Sin embargo el trato no llegó a cerrarse. El motivo alegado fue que los vendedores no aportaron la información necesaria para soportar el precio acordado.

Este hecho, junto con la rebaja de su calificación crediticia, condenó a Enron a la bancarrota. Al mercado no le quedó más remedio que reconocer que el rey estaba desnudo. Había bastado que alguien con intereses independientes de los propios de los ejecutivos de Enron intentara estimar su valor para que la farsa tocara a su fin.

Con ello Enron terminaba de agotar su principal activo, la confianza que inversores y acreedores habían depositado en ella. Para una empresa fuertemente apalancada como en el caso de Enron, perder la confianza del mercado era tanto como perder la materia prima con la que trabajaba su ingeniería financiera.

Enron era una compañía -al igual que muchas otras que son o han sido estrellas en el mercado- cuya estrategia de crear valor para el accionista no era otra que la de no parar de crecer.

Este tipo de estrategia, que es tan legítima como cualquier otra, normalmente conlleva que la retribución que ofrece a sus accionistas se basa en la revalorización constante del precio de la acción, y exige recurrir abundantemente al crédito, bien sea a través del endeudamiento tradicional, o bien tomando posiciones fuertemente apalancadas con instrumentos financieros derivados.

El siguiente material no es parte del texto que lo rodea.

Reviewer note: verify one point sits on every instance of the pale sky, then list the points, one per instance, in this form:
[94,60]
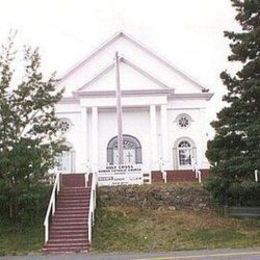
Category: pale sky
[188,33]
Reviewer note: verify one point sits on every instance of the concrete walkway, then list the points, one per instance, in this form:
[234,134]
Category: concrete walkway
[231,254]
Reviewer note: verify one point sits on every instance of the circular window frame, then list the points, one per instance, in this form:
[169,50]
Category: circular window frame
[67,120]
[188,117]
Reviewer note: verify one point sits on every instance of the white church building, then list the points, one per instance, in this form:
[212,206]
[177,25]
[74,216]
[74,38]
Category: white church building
[163,111]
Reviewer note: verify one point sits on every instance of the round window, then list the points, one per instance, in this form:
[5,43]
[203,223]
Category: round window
[65,125]
[183,121]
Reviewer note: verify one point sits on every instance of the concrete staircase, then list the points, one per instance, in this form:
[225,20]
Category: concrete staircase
[69,226]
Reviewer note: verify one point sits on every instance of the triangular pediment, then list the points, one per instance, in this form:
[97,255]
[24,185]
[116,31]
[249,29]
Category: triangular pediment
[132,77]
[146,70]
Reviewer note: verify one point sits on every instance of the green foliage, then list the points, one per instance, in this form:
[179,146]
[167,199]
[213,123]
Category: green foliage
[30,140]
[124,228]
[234,153]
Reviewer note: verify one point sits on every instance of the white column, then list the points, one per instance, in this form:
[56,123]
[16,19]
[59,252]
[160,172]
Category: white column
[164,133]
[94,134]
[84,155]
[154,147]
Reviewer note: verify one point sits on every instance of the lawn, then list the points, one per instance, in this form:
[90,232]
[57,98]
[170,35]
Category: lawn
[17,240]
[135,229]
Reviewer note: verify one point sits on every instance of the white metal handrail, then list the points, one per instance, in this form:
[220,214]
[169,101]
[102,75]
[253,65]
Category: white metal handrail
[92,205]
[52,206]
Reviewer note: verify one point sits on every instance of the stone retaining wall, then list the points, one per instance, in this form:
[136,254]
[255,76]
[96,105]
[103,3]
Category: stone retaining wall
[171,196]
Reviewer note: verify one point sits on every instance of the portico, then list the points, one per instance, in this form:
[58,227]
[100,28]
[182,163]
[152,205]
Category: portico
[162,111]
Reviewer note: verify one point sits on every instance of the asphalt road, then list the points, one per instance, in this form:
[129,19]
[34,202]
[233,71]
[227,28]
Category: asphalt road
[232,254]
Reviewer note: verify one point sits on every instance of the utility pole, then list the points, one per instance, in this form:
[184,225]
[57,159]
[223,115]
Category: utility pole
[119,114]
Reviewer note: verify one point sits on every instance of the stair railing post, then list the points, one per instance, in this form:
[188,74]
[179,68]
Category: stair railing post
[46,231]
[58,183]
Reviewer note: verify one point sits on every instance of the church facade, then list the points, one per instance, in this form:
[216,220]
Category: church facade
[163,111]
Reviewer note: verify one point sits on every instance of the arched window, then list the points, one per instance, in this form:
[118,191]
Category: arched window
[65,125]
[183,121]
[184,153]
[132,150]
[66,161]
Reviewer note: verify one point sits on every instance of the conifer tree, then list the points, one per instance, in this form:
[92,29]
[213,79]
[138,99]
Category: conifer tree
[234,153]
[30,140]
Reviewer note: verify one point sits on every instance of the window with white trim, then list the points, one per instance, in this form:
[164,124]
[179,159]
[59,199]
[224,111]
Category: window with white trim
[65,125]
[184,153]
[66,161]
[183,121]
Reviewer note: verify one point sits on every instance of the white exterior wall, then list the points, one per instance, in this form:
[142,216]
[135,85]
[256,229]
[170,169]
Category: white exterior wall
[136,122]
[149,84]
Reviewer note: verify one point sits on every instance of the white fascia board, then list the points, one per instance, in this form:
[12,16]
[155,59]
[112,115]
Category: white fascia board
[138,45]
[185,96]
[126,101]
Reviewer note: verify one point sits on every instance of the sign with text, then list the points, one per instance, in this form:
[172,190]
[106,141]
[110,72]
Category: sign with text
[120,175]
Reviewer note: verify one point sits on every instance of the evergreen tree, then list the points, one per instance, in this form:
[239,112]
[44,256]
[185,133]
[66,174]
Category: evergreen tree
[234,153]
[30,140]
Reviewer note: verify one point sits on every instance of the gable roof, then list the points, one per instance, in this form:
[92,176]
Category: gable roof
[141,47]
[131,65]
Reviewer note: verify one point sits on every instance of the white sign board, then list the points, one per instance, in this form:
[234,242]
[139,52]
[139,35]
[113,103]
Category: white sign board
[120,175]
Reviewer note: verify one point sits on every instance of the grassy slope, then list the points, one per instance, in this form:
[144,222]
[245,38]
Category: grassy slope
[17,240]
[133,229]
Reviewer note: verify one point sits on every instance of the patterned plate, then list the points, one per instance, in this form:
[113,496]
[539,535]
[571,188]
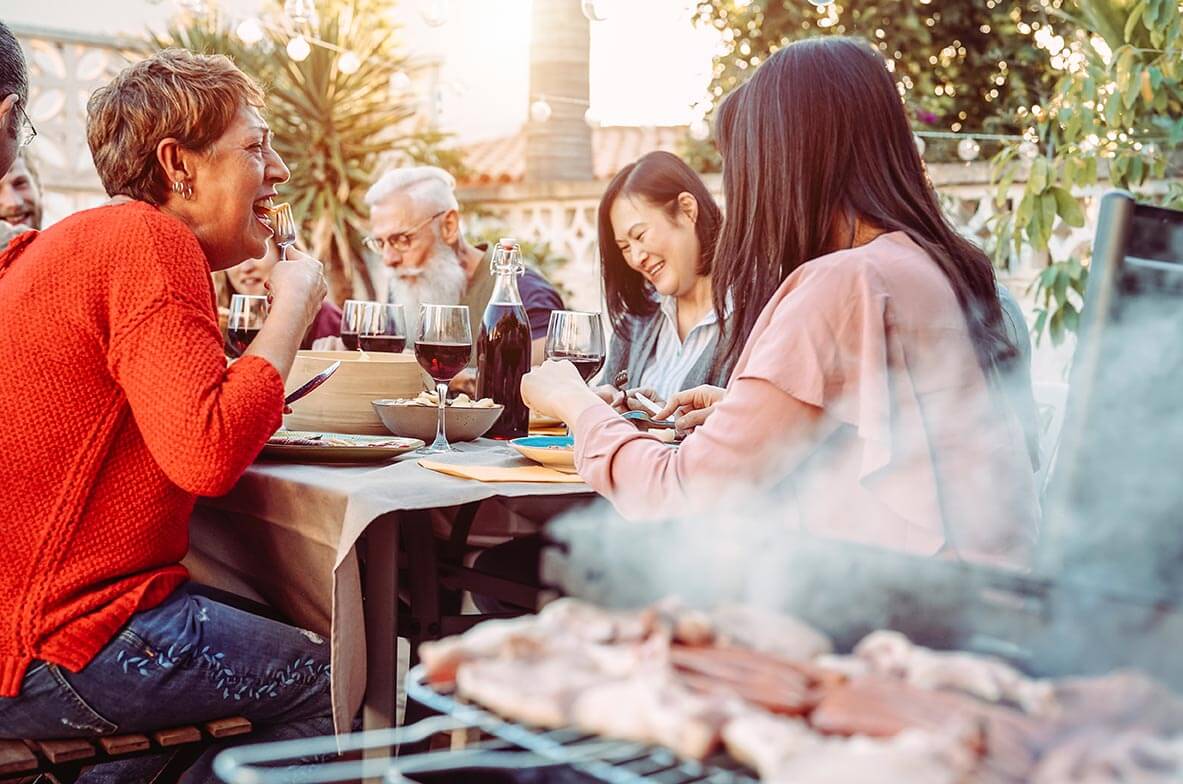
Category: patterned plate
[306,446]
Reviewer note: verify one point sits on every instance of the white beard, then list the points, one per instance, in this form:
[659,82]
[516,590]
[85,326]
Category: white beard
[443,280]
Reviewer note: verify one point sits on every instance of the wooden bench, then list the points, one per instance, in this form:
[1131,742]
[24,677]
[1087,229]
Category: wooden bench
[63,760]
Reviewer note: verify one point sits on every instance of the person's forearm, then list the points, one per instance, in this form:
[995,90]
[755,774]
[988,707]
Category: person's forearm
[571,405]
[279,338]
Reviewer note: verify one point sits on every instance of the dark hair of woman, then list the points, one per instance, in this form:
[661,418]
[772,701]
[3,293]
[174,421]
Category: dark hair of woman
[814,143]
[659,179]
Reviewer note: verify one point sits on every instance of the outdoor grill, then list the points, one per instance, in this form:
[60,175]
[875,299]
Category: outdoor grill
[505,745]
[1097,601]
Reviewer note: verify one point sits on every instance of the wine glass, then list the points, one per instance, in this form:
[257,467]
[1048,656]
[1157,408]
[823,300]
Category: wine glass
[576,337]
[246,316]
[382,328]
[350,317]
[443,348]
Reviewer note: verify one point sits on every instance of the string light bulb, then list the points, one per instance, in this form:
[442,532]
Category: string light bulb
[968,149]
[250,31]
[399,82]
[595,10]
[298,49]
[433,12]
[301,12]
[349,63]
[540,110]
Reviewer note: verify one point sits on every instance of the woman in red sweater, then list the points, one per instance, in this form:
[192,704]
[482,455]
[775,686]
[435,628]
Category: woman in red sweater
[120,410]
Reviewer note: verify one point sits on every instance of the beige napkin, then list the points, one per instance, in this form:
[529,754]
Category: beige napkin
[501,473]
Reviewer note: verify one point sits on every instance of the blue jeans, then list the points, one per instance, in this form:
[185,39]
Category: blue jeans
[188,660]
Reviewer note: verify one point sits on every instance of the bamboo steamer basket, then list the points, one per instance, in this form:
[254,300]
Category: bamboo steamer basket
[342,403]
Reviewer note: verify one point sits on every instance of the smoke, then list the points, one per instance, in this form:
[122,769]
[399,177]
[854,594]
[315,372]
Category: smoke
[1106,576]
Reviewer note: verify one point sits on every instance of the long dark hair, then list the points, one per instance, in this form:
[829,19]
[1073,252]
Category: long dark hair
[659,177]
[819,133]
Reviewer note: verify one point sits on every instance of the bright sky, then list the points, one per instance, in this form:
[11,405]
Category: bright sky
[648,64]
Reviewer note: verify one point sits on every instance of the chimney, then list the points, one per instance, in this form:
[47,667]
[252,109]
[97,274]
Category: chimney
[561,147]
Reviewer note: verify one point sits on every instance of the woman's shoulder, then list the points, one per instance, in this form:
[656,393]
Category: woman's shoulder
[129,219]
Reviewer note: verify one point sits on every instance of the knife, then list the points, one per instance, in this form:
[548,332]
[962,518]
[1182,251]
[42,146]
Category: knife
[311,383]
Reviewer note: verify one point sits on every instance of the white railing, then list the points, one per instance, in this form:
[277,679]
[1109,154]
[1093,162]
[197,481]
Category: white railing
[564,215]
[63,70]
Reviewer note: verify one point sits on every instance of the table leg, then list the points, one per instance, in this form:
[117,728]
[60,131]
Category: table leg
[381,608]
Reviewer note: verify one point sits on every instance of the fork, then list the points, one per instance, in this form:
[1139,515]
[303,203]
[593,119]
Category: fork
[283,227]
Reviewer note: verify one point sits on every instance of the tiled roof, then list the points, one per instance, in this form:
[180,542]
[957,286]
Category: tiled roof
[502,161]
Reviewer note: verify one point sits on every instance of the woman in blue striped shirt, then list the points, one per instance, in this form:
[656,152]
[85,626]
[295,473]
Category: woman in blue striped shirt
[658,225]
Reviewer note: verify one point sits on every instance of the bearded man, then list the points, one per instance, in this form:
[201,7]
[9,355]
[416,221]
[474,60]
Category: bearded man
[417,228]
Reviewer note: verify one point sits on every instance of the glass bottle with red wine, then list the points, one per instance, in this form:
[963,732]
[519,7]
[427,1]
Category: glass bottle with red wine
[246,316]
[503,349]
[443,347]
[577,337]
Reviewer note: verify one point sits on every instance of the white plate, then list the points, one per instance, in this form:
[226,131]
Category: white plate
[551,451]
[338,447]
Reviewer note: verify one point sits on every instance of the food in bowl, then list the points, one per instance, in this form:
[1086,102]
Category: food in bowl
[464,420]
[432,400]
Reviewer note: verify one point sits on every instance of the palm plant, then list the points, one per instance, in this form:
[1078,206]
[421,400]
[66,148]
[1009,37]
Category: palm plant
[334,127]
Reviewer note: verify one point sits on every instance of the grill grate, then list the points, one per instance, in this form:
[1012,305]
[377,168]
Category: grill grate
[509,745]
[609,760]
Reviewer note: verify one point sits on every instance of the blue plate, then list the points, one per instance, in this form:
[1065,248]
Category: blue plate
[545,442]
[644,419]
[553,451]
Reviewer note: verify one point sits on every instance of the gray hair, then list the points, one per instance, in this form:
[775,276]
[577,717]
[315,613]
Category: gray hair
[428,186]
[13,75]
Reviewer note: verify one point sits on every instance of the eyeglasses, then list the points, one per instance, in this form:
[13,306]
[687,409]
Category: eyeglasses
[25,130]
[401,240]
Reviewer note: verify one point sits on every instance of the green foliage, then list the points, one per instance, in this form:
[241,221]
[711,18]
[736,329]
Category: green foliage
[1116,114]
[1059,297]
[333,129]
[960,65]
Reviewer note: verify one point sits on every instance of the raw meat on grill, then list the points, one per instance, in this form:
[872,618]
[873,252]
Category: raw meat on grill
[790,752]
[891,711]
[1100,757]
[883,707]
[652,706]
[537,692]
[890,653]
[749,627]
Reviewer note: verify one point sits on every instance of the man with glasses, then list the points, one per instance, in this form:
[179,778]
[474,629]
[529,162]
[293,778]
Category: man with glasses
[15,129]
[415,228]
[20,199]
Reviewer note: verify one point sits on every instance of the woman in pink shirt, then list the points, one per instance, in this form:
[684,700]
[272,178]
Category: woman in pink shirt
[868,336]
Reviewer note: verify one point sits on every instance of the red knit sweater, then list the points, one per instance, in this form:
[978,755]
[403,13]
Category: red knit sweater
[117,412]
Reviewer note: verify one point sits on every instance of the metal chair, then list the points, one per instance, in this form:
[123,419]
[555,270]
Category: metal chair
[63,760]
[1114,498]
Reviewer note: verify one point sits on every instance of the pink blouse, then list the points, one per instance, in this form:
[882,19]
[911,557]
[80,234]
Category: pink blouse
[859,405]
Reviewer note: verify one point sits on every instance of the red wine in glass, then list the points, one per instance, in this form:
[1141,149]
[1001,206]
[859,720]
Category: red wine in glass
[503,357]
[387,343]
[587,364]
[443,361]
[240,338]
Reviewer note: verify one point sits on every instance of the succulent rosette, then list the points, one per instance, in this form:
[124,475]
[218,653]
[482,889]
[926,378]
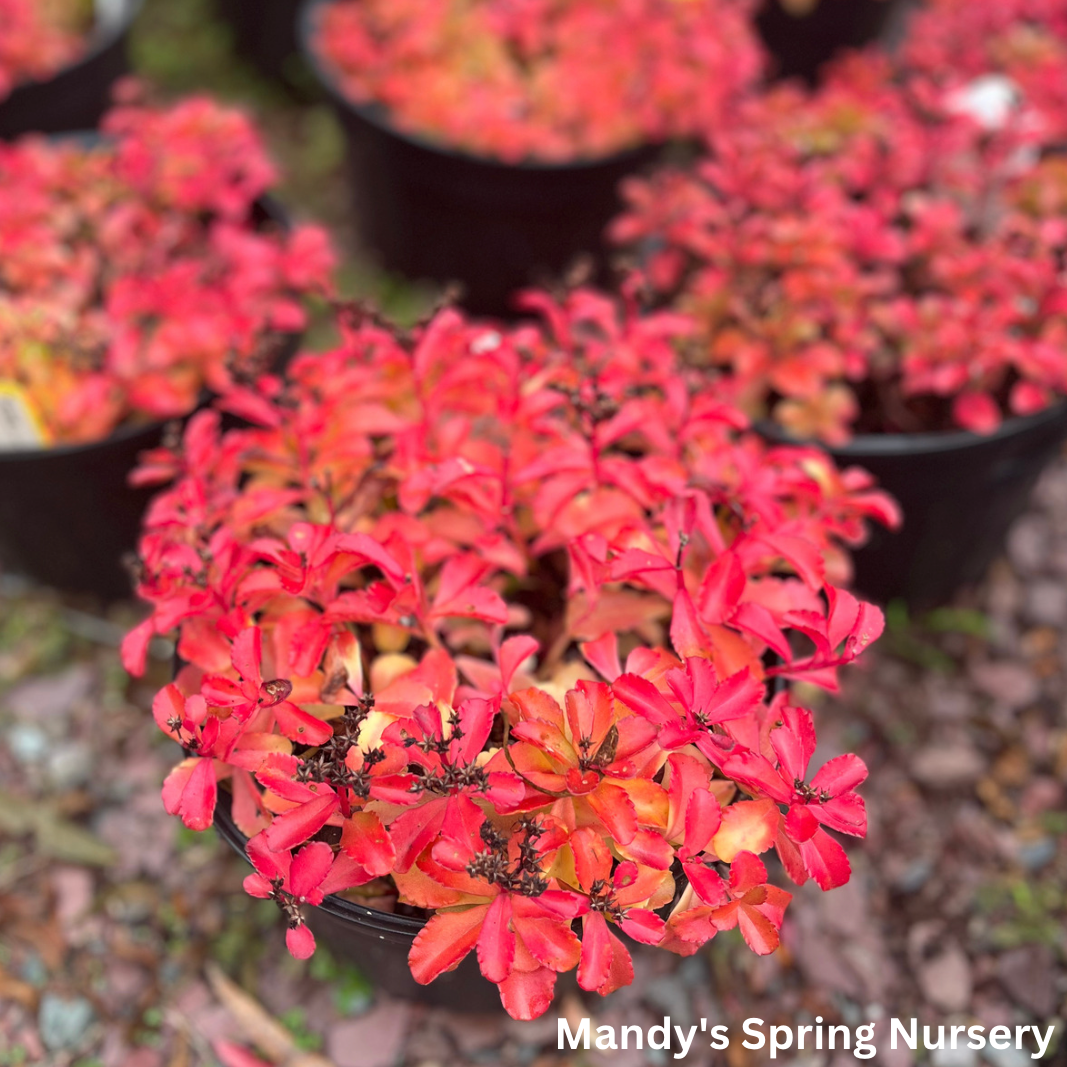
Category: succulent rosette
[38,37]
[551,80]
[136,271]
[874,256]
[498,625]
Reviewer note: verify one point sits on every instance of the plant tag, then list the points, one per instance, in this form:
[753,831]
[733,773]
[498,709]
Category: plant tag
[19,425]
[109,14]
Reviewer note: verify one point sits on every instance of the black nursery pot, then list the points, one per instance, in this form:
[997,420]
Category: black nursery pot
[959,493]
[68,518]
[801,44]
[75,97]
[433,212]
[265,31]
[378,942]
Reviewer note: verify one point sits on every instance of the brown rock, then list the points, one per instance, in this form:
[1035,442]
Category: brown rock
[945,978]
[1028,977]
[1008,683]
[948,766]
[375,1039]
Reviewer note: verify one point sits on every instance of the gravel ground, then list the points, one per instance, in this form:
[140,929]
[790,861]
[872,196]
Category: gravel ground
[126,941]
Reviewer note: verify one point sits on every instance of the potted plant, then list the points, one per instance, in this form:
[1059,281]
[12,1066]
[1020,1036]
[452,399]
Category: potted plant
[139,271]
[487,139]
[59,60]
[478,630]
[803,35]
[878,266]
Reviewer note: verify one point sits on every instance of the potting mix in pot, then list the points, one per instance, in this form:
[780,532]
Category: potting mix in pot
[484,623]
[550,80]
[136,274]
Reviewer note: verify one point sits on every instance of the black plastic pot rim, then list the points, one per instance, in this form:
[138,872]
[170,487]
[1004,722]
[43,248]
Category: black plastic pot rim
[275,212]
[377,115]
[392,926]
[100,37]
[905,444]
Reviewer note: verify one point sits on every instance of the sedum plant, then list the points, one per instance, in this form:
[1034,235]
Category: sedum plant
[494,627]
[877,256]
[136,272]
[547,80]
[38,37]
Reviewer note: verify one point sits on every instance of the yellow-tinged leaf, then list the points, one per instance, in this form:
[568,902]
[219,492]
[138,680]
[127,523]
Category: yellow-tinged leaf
[419,890]
[385,669]
[749,826]
[389,638]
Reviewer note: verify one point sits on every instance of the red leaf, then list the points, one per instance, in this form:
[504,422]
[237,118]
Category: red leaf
[527,994]
[443,942]
[308,869]
[297,825]
[365,840]
[496,942]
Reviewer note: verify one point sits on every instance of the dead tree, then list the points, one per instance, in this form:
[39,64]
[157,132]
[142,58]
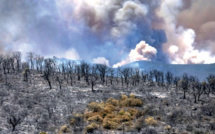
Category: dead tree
[93,77]
[17,56]
[102,71]
[48,70]
[176,81]
[30,58]
[26,74]
[111,75]
[78,71]
[14,121]
[211,82]
[184,83]
[71,67]
[60,81]
[169,78]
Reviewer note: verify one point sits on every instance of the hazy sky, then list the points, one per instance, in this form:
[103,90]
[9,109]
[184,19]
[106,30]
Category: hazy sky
[114,32]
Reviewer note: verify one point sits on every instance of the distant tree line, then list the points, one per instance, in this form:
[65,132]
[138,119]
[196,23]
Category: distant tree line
[72,73]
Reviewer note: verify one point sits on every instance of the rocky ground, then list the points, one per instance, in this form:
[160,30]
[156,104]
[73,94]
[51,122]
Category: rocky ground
[37,108]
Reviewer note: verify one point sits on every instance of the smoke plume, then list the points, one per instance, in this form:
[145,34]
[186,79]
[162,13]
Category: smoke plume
[181,31]
[142,51]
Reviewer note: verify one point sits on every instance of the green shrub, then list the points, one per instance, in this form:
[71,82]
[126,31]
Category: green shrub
[90,128]
[151,121]
[95,118]
[95,107]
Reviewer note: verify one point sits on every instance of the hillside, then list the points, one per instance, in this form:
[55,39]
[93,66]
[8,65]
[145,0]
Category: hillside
[199,70]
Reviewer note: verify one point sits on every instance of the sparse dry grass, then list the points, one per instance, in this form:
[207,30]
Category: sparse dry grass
[151,121]
[114,114]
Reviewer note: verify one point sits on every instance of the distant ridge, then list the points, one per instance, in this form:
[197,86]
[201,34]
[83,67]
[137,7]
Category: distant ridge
[199,70]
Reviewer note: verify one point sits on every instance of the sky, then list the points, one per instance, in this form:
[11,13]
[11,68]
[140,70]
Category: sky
[111,32]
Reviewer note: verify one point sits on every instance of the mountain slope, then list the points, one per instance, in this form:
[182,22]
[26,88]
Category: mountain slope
[199,70]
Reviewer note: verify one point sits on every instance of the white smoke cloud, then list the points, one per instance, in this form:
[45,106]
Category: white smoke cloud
[117,17]
[181,41]
[125,16]
[143,51]
[101,60]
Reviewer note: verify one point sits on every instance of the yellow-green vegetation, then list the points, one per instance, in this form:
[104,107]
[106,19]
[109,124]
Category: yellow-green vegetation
[151,121]
[90,128]
[168,127]
[64,129]
[113,114]
[43,133]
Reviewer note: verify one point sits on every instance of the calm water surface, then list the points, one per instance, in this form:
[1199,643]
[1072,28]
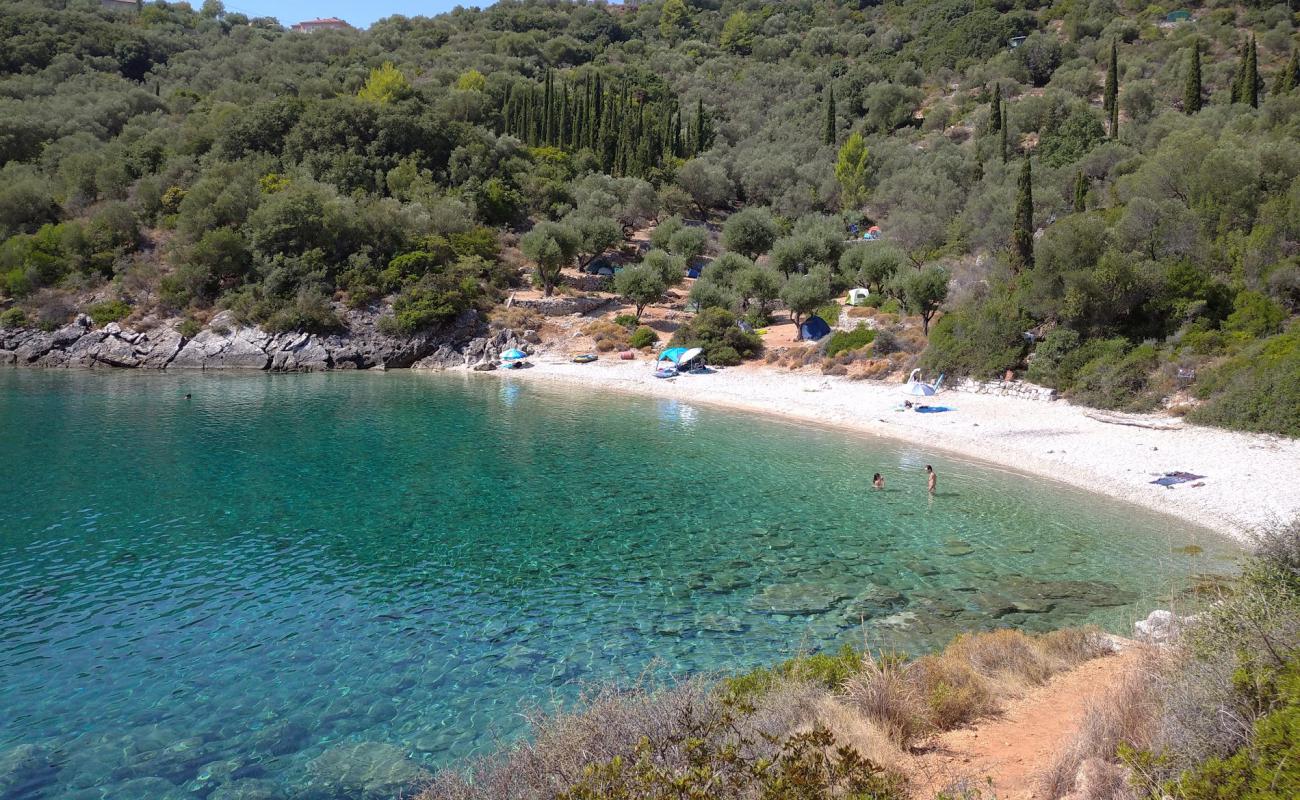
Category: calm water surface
[285,566]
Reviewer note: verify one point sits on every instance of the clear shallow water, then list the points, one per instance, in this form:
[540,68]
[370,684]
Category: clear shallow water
[226,588]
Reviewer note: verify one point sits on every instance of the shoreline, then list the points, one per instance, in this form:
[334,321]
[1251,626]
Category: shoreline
[1247,475]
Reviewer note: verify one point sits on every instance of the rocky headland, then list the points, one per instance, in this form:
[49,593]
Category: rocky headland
[466,342]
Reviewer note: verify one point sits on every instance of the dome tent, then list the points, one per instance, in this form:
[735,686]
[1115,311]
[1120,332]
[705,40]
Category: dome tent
[814,328]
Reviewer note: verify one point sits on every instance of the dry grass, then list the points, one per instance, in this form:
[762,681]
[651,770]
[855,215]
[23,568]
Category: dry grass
[518,318]
[884,695]
[953,692]
[1086,768]
[1005,656]
[606,334]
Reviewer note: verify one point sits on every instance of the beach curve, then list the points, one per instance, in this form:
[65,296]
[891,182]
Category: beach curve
[1249,479]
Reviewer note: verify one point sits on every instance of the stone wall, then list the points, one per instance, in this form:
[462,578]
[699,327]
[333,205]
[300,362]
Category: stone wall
[1021,389]
[562,306]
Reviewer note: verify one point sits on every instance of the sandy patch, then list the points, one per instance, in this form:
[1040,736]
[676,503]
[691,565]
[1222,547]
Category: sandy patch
[1251,479]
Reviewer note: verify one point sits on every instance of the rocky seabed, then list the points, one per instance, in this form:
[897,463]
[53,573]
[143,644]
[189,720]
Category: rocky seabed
[224,345]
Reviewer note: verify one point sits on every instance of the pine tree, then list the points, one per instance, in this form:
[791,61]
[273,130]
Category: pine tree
[1192,91]
[1022,230]
[1110,100]
[828,135]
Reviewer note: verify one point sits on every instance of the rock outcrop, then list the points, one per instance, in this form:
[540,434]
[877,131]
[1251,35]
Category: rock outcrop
[464,342]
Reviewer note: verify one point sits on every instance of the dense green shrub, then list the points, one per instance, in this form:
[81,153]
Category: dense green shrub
[13,318]
[1256,390]
[716,332]
[108,311]
[843,341]
[1117,377]
[982,340]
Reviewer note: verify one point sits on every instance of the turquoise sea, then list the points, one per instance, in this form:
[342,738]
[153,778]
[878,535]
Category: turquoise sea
[194,592]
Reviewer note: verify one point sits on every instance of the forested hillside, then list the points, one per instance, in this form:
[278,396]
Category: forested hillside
[1103,194]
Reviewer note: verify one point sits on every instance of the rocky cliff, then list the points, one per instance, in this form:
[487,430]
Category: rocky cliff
[226,345]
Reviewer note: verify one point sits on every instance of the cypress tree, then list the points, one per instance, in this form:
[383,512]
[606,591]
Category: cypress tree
[1022,230]
[1251,80]
[1001,139]
[1110,100]
[828,134]
[700,128]
[1287,80]
[1192,91]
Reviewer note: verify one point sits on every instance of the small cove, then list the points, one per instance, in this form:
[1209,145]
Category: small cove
[289,563]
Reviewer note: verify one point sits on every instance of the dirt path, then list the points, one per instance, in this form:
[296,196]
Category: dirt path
[1017,747]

Crecimiento, apalancamiento y revalorización fueron tres caras de la pirámide que construyó Enron apoyándose en la confianza que otros le ayudaron a cimentar.

En esto Enron parece que fue especialmente mañosa. Sus ejecutivos mostraron especial habilidad en desarrollar una red de relaciones e intereses sólida y bien engrasada entre todos aquellos que les podían ayudar a generar confianza, apalancarse y crecer. Con ello demostraron una vez más el dominio de otro de los componentes del éxito en la economía de fin de siglo, el networking.

Desgraciadamente para todas las partes vinculadas a Enron, da la impresión de que a sus ejecutivos se les pasó la mano interesando a otros en sus propios intereses.

El grado de complicidad con las prácticas de la compañía aparenta ser tan alto que ninguno de los beneficiarios de esta política ha quedado en condiciones para acudir en su ayuda cuando resultó más necesario.